山に魅せられて[13]
とりあえず、私は夏川サブマネージャーからのお叱りを受け、テンションを下げつつ仕事に戻る。
作業はデザインも含めてパソコンで行う事が多い。かつては手書きイラストでされていたそうだけど、その話は置いておく事にして…。
私はまだまだデザインなんて出来る程のスキルはない。頭には浮かぶんだけど、今はひたすら先輩の指示通りに型紙を作る…という段階だ。
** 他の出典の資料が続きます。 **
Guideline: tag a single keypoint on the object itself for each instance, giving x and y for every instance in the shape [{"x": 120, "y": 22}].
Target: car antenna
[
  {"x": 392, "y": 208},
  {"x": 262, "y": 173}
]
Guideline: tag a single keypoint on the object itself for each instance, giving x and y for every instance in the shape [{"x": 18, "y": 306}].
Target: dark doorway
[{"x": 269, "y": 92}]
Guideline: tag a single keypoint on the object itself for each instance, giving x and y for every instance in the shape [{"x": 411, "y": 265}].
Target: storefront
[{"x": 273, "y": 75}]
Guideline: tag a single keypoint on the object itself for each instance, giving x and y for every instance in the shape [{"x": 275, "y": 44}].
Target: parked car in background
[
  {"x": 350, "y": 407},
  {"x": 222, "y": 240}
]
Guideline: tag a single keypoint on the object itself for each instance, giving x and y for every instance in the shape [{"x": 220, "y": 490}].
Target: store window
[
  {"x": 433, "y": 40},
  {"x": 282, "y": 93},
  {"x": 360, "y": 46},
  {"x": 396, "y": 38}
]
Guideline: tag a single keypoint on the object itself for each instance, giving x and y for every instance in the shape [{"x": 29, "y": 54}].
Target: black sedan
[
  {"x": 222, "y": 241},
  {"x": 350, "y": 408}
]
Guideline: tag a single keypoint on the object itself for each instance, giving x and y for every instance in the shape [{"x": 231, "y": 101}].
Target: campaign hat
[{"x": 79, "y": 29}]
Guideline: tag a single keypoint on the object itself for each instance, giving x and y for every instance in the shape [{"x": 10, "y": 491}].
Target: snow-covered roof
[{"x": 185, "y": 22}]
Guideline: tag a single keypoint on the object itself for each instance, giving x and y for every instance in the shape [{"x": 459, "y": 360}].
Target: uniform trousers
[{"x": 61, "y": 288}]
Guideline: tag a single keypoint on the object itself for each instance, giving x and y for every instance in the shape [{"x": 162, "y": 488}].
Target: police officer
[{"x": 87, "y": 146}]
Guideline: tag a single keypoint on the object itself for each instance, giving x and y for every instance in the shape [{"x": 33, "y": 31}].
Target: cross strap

一応専門学校でいろいろ習ってはいるので、ある程度の知識は得ている。
持てる知識は最大限活用するんだけど、何しろ学校と社会との隔たりが大きいため、何かにつけて失敗してしまう。
一方で、私の1年先輩にあたる宮地さんはというと、初めからとても器用で勘も鋭く、職場の中でもかなりの期待を受けているそう。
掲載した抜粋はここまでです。